AI Social Psychology Reasoning and Learning Architectures Language Understanding and Reasoning

Can humans understand deep learning before AI does?

Explores whether investing in human-parseable deep learning theory remains valuable even if AI systems eventually develop their own self-understanding. Centers on why this matters for safety oversight.

Note · 2026-05-18 · sourced from Foundation Models

A common dismissal of deep learning theory: "AI will become powerful enough to understand itself before humans understand it, so investing in theory is a transitional concern at most." The argument in There Will Be a Scientific Theory of Deep Learning pushes back on this with a safety-grounded counter.

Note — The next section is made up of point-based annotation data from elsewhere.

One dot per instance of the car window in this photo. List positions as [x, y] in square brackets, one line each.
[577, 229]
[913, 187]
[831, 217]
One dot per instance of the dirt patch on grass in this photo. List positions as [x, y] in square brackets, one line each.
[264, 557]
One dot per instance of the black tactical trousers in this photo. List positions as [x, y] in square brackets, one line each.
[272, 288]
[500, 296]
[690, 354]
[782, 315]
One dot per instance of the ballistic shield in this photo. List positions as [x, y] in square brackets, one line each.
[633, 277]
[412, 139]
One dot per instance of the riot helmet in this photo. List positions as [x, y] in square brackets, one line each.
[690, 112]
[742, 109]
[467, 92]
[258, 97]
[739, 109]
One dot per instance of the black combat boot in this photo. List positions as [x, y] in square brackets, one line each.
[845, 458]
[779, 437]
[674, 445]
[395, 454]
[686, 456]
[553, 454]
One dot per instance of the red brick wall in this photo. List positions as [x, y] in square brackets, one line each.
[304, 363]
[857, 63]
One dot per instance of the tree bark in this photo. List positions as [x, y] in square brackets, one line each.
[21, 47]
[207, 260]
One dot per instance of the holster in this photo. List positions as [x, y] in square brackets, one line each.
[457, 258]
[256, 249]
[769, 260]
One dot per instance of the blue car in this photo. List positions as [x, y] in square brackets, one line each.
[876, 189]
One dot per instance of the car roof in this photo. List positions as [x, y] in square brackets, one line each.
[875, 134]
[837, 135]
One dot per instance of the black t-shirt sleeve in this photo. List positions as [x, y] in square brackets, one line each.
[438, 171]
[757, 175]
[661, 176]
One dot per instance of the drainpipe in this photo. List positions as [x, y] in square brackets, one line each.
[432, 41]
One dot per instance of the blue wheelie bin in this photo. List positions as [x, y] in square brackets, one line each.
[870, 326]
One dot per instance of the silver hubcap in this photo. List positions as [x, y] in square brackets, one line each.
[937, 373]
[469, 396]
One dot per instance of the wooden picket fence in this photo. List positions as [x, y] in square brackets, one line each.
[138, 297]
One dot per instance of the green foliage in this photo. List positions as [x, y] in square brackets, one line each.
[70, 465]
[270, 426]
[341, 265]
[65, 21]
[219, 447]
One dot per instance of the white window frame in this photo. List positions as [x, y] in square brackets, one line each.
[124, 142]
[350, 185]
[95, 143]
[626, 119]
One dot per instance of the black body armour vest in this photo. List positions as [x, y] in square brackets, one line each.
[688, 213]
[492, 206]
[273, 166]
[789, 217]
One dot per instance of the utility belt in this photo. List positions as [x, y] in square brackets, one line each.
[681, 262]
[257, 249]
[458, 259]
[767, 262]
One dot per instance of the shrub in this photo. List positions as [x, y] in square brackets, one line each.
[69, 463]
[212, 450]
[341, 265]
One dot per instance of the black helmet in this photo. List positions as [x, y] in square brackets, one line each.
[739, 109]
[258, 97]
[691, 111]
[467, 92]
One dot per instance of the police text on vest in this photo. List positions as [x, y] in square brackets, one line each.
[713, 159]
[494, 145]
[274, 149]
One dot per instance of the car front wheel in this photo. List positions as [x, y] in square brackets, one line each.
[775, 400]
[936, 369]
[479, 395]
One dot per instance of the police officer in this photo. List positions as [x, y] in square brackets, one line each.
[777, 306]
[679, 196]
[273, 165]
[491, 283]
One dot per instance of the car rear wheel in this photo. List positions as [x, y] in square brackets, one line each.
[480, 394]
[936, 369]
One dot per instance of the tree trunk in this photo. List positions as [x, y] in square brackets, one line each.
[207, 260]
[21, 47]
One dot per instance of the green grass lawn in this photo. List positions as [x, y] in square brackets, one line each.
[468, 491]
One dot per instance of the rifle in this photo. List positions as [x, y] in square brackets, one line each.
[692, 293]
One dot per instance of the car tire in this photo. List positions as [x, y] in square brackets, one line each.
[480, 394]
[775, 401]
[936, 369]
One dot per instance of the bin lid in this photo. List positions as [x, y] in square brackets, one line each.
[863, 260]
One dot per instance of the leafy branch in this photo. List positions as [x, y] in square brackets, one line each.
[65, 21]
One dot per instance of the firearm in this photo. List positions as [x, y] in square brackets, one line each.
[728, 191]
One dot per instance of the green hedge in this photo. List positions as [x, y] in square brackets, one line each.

Theory is already useful at current capability levels and will be more useful as it develops. It seems unlikely that AI working in isolation will suddenly and separately "solve deep learning theory" without human scientists in the loop. The more realistic trajectory is breakthrough progress in a transitory period driven by human scientists using or working with AI — and during that period, the human side of the partnership needs frameworks it can reason about.

The safety argument is the load-bearing one. If the goal is AI safety, some human oversight of AI systems will be necessary. Human oversight requires a human-parseable theory — a framework in which experts can articulate concerns, identify failure modes, and reason about training dynamics they did not run themselves. Without that theory, oversight degenerates into either trust ("the model says it's safe") or empirical pattern-matching against past incidents. Neither is sufficient for novel deployments.

This positions deep learning theory as alignment infrastructure rather than as pure science. The question is not whether AI can eventually self-explain — it is whether humans have a framework to evaluate the explanation. A theory that lives only inside AI systems cannot serve as the basis for human-led safety review. The theory needs to live in humans, and it needs to live there before the systems are capable enough that the safety stakes become irreversible.

The implication for research funding and attention: learning mechanics is not optional or post-hoc; it is part of the precondition for keeping humans in the AI development loop at scale.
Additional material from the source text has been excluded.